La verdad es que Facundo Cabral, sin sospecharlo, tomó la decisión equivocada al aceptar la propuesta de Fariñas de que él personalmente lo llevaría al aeropuerto La Aurora al día siguiente. en lugar de tomar el “shuttle” del hotel, tal y como lo tenía previsto.

Lamentablemente Cabral resultó ser una víctima más de las cientos de personas que a diario son asesinadas, violadas, golpeadas y robadas en los países centroamericanos. Tal vez este absurdo asesinato, haga que la ciudadanía despierte y demande de sus gobiernos serias y eficientes políticas públicas que detengan esta ola de violencia. ¿Qué han hecho efectivamente las autoridades correspondientes para detener la violencia en Centroamérica?

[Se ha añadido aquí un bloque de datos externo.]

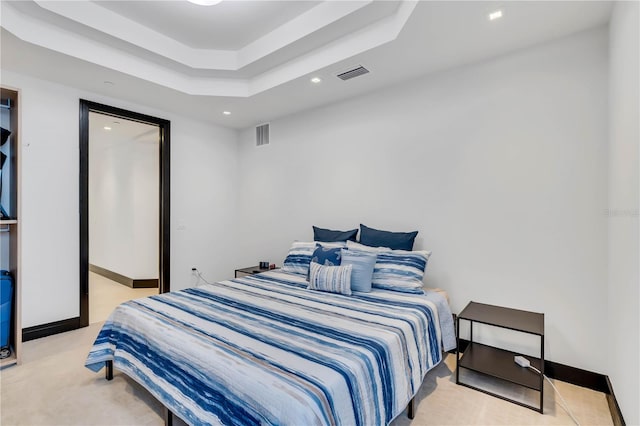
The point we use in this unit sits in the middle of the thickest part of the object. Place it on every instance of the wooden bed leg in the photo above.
(108, 370)
(411, 408)
(168, 417)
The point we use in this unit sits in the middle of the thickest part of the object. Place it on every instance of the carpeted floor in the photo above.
(52, 387)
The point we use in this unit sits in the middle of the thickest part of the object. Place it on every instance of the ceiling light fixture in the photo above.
(205, 2)
(495, 15)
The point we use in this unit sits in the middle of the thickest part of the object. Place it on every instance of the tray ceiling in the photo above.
(255, 58)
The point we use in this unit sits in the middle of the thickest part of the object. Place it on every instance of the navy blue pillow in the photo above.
(330, 236)
(393, 240)
(327, 256)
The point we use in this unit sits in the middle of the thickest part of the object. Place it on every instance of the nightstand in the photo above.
(251, 270)
(497, 362)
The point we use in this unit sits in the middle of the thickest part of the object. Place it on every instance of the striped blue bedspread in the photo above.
(265, 350)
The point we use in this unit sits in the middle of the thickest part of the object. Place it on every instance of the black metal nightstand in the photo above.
(498, 362)
(251, 270)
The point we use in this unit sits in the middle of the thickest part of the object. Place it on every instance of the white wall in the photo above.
(203, 159)
(624, 204)
(501, 166)
(123, 196)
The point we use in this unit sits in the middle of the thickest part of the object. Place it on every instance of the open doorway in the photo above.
(124, 208)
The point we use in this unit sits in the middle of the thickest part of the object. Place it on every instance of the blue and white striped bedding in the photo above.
(263, 349)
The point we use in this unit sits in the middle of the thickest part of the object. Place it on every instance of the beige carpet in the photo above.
(52, 387)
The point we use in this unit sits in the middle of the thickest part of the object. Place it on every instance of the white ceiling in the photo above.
(230, 25)
(255, 58)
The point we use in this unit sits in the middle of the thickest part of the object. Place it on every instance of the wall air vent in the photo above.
(262, 134)
(356, 72)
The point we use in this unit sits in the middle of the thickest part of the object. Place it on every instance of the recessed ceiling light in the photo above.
(205, 2)
(495, 15)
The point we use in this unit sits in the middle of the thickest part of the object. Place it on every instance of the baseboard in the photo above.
(579, 377)
(129, 282)
(614, 408)
(44, 330)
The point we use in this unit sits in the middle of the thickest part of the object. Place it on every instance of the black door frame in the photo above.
(164, 234)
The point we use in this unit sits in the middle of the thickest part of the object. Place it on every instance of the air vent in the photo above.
(356, 72)
(262, 134)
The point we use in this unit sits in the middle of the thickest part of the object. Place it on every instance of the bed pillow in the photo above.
(393, 240)
(363, 264)
(329, 235)
(400, 270)
(329, 256)
(300, 254)
(332, 279)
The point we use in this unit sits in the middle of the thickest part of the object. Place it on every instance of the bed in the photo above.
(263, 349)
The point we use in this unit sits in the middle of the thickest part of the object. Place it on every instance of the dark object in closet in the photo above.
(5, 135)
(6, 300)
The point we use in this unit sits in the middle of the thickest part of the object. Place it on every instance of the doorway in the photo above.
(121, 197)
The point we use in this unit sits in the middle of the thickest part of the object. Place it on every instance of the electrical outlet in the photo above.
(522, 361)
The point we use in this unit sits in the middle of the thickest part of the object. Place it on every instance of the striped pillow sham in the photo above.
(300, 254)
(363, 263)
(332, 279)
(397, 270)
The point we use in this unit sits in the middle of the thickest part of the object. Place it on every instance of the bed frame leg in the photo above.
(411, 408)
(108, 370)
(168, 417)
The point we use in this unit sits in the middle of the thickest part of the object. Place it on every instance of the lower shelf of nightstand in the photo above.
(499, 363)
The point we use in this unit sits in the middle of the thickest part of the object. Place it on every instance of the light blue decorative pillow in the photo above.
(400, 270)
(300, 254)
(332, 279)
(363, 264)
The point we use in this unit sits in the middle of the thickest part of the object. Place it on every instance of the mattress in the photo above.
(263, 349)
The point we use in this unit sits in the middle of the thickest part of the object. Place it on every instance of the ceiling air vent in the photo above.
(356, 72)
(262, 134)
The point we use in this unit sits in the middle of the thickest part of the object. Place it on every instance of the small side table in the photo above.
(251, 270)
(497, 362)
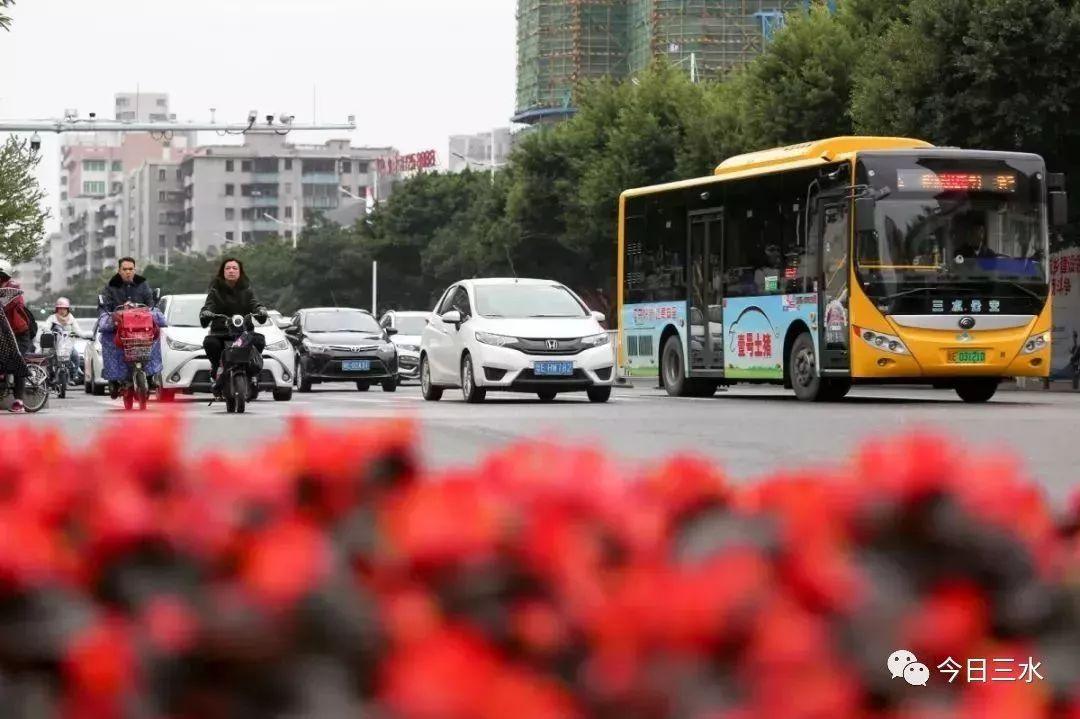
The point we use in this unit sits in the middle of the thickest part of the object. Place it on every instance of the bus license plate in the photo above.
(967, 356)
(553, 368)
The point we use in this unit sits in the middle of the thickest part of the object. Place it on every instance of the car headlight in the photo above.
(315, 349)
(496, 340)
(181, 347)
(1036, 342)
(881, 341)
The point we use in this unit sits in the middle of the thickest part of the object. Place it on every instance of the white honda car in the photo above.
(517, 336)
(185, 366)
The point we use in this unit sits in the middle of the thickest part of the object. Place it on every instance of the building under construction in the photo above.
(562, 42)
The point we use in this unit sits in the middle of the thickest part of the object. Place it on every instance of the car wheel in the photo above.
(302, 383)
(977, 391)
(598, 394)
(470, 392)
(430, 392)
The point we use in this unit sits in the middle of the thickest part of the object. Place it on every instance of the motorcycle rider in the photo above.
(125, 286)
(24, 328)
(230, 293)
(62, 317)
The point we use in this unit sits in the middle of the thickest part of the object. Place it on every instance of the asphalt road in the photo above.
(748, 430)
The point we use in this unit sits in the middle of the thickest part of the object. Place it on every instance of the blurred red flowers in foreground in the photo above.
(328, 575)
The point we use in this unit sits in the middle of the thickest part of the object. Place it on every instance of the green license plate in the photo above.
(967, 356)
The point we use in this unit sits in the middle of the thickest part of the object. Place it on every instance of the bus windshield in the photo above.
(954, 225)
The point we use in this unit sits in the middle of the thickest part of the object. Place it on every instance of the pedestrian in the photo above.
(16, 336)
(230, 294)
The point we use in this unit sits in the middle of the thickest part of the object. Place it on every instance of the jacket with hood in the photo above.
(117, 293)
(223, 299)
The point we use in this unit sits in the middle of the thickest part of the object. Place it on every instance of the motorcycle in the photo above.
(56, 346)
(241, 364)
(136, 335)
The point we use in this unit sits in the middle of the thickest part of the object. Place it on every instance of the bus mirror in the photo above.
(1058, 208)
(864, 214)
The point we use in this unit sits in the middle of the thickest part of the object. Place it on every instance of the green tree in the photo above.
(22, 213)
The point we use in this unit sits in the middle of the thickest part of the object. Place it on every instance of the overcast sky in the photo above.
(413, 71)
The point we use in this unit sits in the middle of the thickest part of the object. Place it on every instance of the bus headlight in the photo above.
(1036, 342)
(881, 341)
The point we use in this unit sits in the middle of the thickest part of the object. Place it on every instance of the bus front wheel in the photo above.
(976, 391)
(673, 367)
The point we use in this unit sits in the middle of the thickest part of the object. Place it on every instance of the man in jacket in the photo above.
(230, 294)
(125, 286)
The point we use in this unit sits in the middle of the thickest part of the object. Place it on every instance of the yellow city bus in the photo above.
(841, 261)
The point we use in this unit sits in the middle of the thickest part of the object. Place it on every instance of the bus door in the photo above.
(833, 232)
(705, 306)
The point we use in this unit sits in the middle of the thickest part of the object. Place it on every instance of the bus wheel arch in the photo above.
(667, 331)
(794, 330)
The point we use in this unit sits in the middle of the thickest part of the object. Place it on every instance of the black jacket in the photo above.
(117, 293)
(223, 299)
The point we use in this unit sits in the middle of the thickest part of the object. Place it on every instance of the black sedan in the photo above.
(342, 344)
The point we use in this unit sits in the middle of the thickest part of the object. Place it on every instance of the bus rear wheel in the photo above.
(673, 368)
(977, 391)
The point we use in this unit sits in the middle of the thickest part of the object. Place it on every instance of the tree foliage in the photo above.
(22, 213)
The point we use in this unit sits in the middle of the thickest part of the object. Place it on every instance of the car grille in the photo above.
(571, 346)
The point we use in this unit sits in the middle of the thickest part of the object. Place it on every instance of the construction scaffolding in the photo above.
(562, 43)
(713, 35)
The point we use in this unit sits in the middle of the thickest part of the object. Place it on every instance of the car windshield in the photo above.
(184, 312)
(341, 322)
(949, 225)
(410, 324)
(527, 301)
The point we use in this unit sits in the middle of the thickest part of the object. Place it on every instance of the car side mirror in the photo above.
(1058, 208)
(864, 214)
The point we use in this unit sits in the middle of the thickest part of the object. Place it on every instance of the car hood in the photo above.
(345, 339)
(538, 327)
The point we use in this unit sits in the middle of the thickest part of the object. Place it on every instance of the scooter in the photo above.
(241, 364)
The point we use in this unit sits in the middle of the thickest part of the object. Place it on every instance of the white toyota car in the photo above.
(517, 336)
(185, 366)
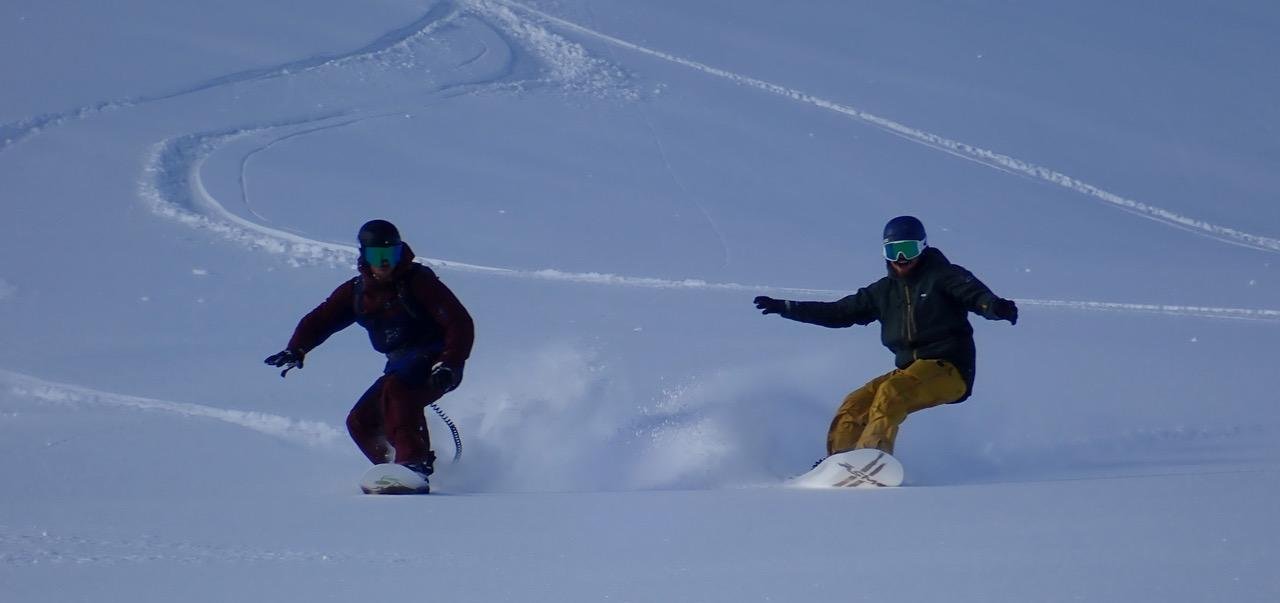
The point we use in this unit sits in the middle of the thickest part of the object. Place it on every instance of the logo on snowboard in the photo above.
(865, 475)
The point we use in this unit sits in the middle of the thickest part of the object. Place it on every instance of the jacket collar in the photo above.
(929, 260)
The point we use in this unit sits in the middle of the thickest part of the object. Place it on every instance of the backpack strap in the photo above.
(359, 283)
(402, 292)
(406, 296)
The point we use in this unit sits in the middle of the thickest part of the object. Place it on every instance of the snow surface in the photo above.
(606, 184)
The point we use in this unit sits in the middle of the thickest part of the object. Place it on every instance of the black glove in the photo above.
(288, 359)
(1005, 310)
(444, 378)
(768, 305)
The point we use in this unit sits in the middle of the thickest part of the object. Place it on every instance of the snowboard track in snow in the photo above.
(173, 188)
(963, 150)
(307, 433)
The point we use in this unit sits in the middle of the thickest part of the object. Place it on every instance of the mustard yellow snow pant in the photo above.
(871, 415)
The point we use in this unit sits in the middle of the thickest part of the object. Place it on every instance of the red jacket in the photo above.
(412, 310)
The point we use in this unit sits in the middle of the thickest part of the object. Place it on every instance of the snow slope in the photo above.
(606, 186)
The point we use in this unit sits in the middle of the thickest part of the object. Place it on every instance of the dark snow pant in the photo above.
(871, 415)
(389, 418)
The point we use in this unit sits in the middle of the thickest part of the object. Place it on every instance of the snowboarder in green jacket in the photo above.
(923, 307)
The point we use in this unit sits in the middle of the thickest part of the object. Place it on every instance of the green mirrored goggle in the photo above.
(376, 256)
(903, 250)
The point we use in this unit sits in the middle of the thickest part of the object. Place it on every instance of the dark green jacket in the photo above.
(922, 315)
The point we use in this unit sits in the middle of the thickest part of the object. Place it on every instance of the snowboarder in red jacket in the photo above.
(416, 321)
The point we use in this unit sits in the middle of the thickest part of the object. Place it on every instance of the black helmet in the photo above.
(378, 233)
(904, 228)
(904, 238)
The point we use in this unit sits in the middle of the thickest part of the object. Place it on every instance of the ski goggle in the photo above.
(903, 250)
(375, 256)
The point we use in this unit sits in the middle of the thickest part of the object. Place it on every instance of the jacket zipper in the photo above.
(910, 320)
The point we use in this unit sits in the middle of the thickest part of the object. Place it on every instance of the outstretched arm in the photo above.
(848, 311)
(334, 314)
(973, 295)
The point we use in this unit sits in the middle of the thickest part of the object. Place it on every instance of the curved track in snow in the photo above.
(440, 14)
(173, 188)
(959, 149)
(309, 433)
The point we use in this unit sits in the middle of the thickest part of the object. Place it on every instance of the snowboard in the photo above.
(864, 467)
(389, 478)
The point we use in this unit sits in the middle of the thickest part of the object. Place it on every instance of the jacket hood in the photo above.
(929, 259)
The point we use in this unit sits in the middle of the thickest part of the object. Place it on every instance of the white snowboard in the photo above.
(393, 479)
(864, 467)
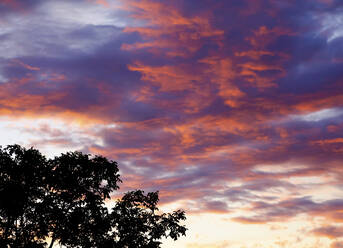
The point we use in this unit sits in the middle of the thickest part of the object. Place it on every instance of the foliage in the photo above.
(62, 200)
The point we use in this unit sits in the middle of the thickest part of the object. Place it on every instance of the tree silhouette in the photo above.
(62, 200)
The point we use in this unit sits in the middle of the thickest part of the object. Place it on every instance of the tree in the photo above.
(62, 200)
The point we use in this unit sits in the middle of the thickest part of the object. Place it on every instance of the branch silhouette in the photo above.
(62, 201)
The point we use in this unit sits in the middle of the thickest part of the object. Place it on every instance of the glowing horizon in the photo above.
(231, 109)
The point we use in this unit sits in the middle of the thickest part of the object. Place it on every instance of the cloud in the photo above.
(190, 97)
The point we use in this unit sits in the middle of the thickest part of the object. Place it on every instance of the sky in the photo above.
(232, 109)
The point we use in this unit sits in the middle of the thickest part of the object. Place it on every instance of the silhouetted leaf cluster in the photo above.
(62, 200)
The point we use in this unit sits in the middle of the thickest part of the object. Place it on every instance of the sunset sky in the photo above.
(232, 109)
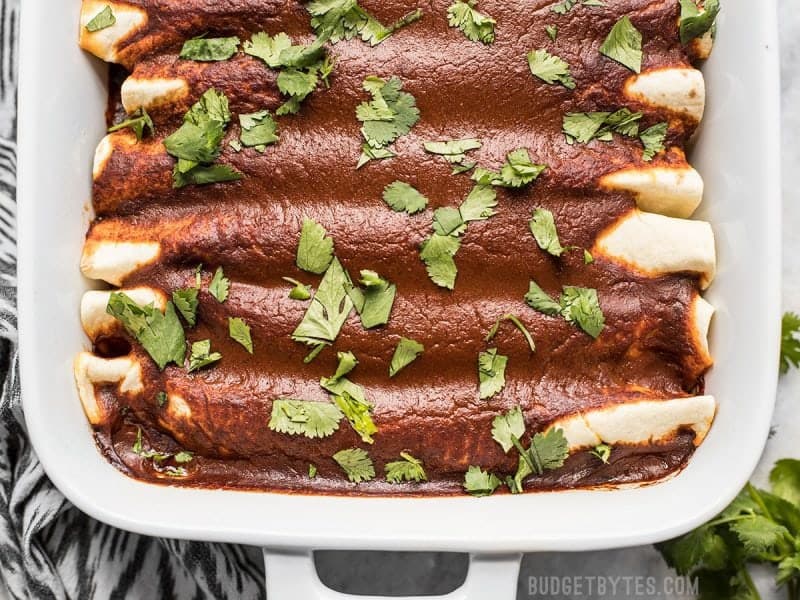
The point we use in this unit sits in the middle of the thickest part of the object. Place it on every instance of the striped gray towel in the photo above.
(48, 548)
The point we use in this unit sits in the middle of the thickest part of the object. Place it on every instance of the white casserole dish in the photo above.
(62, 106)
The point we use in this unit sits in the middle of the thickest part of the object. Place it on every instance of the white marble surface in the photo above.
(428, 572)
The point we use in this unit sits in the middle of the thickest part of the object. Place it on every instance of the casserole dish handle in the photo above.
(291, 574)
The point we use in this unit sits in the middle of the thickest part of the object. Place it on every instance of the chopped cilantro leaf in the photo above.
(653, 140)
(624, 45)
(401, 196)
(186, 302)
(315, 250)
(301, 417)
(491, 373)
(476, 26)
(240, 332)
(102, 20)
(407, 351)
(356, 463)
(210, 49)
(219, 285)
(479, 482)
(202, 356)
(161, 335)
(550, 68)
(406, 469)
(518, 324)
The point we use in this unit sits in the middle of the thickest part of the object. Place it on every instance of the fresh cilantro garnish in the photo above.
(210, 49)
(407, 469)
(356, 463)
(758, 527)
(547, 451)
(518, 324)
(301, 417)
(543, 228)
(790, 341)
(476, 26)
(517, 171)
(577, 305)
(624, 45)
(491, 373)
(102, 20)
(259, 130)
(315, 250)
(602, 452)
(219, 285)
(161, 335)
(479, 482)
(390, 114)
(454, 151)
(300, 291)
(653, 140)
(197, 143)
(401, 196)
(344, 19)
(507, 427)
(328, 309)
(202, 356)
(240, 332)
(407, 351)
(694, 22)
(550, 68)
(449, 224)
(374, 302)
(186, 302)
(138, 124)
(585, 127)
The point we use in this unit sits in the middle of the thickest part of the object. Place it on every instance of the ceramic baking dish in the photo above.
(62, 117)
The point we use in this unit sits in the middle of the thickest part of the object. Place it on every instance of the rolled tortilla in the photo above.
(657, 245)
(105, 42)
(670, 191)
(680, 90)
(643, 422)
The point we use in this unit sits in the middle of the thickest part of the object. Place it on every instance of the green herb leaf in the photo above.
(315, 250)
(653, 140)
(476, 26)
(138, 124)
(210, 49)
(480, 483)
(186, 302)
(624, 45)
(328, 309)
(518, 324)
(694, 22)
(491, 373)
(240, 332)
(161, 335)
(401, 196)
(299, 291)
(582, 307)
(301, 417)
(550, 68)
(102, 20)
(406, 352)
(356, 463)
(407, 469)
(507, 426)
(219, 285)
(202, 356)
(541, 301)
(543, 228)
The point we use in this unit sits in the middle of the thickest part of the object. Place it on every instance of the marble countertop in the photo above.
(443, 572)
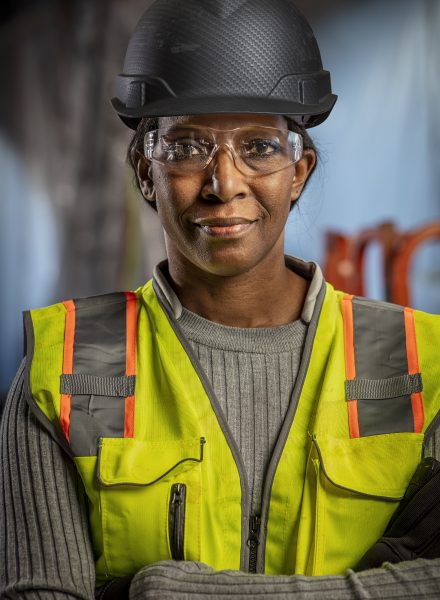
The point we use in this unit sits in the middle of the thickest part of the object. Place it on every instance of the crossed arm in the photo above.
(46, 554)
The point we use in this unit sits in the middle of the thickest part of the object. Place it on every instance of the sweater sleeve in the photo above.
(45, 549)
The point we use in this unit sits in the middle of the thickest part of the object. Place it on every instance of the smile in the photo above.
(224, 227)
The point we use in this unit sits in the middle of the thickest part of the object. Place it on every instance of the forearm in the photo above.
(180, 581)
(45, 550)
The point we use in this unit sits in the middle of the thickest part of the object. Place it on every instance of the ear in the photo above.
(303, 169)
(144, 170)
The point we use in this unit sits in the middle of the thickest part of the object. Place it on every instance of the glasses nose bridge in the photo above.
(229, 144)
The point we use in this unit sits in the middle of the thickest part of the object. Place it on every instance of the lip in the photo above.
(224, 227)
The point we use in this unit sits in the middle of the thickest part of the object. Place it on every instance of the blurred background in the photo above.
(73, 224)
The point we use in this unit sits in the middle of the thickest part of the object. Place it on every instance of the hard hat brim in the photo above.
(307, 115)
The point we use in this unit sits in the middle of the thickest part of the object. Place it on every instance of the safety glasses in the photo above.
(255, 149)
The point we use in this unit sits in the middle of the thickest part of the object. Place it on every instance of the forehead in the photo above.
(225, 121)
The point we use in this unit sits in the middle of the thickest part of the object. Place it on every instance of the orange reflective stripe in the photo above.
(350, 365)
(130, 359)
(129, 417)
(413, 369)
(411, 342)
(69, 338)
(347, 313)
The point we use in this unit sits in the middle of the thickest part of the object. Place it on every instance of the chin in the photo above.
(229, 264)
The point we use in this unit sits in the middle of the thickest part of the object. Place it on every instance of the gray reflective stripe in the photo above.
(100, 346)
(99, 354)
(79, 383)
(379, 340)
(377, 389)
(383, 386)
(390, 415)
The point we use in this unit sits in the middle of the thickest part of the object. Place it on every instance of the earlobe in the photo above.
(144, 170)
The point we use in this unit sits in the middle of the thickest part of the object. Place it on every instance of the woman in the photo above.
(234, 412)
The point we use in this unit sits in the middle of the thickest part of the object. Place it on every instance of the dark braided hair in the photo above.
(136, 145)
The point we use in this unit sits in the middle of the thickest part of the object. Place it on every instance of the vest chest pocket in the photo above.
(352, 489)
(149, 497)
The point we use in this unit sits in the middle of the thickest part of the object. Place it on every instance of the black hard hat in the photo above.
(223, 56)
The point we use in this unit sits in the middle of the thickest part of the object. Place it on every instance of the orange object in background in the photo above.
(344, 264)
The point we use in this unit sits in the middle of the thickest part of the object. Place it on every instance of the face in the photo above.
(219, 220)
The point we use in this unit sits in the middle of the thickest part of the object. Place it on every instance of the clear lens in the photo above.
(255, 149)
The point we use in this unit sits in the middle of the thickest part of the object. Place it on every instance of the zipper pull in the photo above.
(253, 541)
(176, 500)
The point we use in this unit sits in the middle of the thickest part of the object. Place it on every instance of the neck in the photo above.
(267, 295)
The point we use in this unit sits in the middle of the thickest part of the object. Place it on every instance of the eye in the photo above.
(185, 149)
(261, 148)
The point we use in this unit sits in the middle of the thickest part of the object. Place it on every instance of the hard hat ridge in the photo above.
(224, 9)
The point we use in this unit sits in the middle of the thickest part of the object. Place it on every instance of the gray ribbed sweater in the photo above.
(45, 550)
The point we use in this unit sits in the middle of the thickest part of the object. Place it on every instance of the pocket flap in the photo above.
(127, 461)
(379, 466)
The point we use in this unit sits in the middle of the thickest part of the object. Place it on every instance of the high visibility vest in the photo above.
(118, 386)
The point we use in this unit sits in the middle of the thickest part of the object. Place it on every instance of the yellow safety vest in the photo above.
(117, 385)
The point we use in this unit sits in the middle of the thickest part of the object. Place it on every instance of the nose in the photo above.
(224, 181)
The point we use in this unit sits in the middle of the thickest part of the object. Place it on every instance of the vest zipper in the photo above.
(253, 541)
(176, 520)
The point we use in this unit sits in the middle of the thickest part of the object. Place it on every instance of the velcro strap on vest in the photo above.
(377, 389)
(79, 383)
(383, 382)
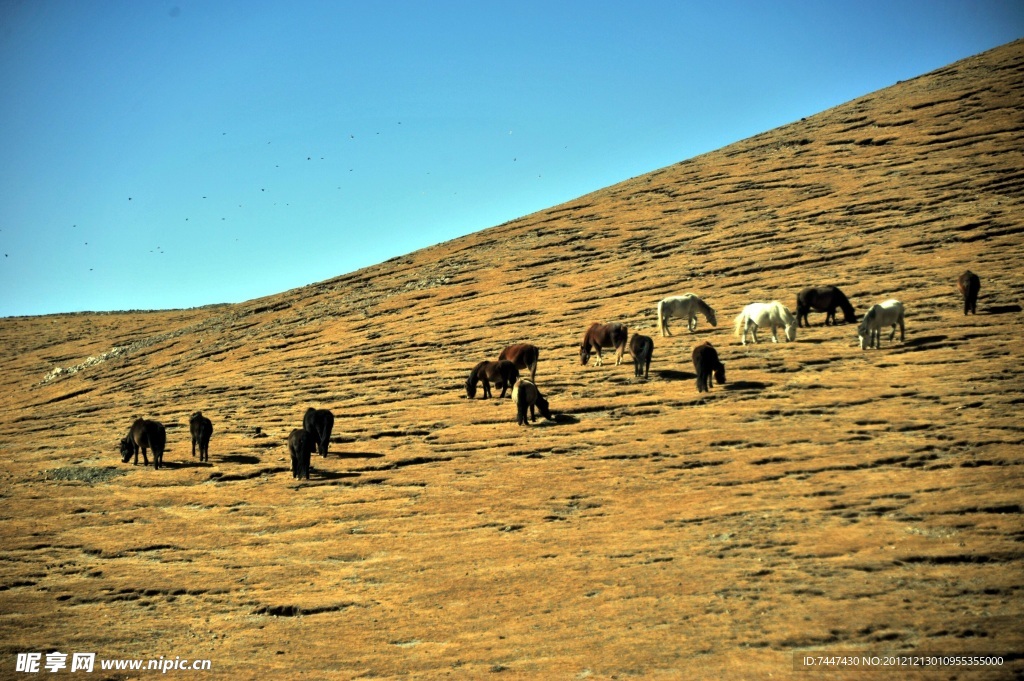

En Nicaragua pasaron en los noticieros un video sobre la participación de la Policía Nacional en la conferencia internacional sobre seguridad en Centroamérica realizada recientemente en Guatemala. Pero las noticias de los diarios y los testimonios de las propias víctimas demuestran que gran parte de lo que fueron a decir son falsedades, y que si en otros tiempos la Policía Nacional demostró profesionalismo y eficiencia, ahora esto es más propaganda que realidad. ¿Puede ser Nicaragua un país seguro cuando te quitan la vida por un celular, un par de tenis o una computadora? ¿Es seguro un país donde la violencia contra las mujeres y las niñas, es el pan de todos los días, y los agresores quedan impunes, e incluso ostentan altos cargos en el gobierno? ¿Será seguro Nicaragua con una Policía incapaz de proteger la libre circulación de vehículos y personas y de meter en cintura a las agresivas turbas pro gobierno? Un país, donde Poder Judicial, Fiscalía y Contraloría están controlados por partidos políticos, y funcionan basados en sus intereses y no por lo que dicta la Constitución, ¿será el lugar indicado para asentarse e invertir?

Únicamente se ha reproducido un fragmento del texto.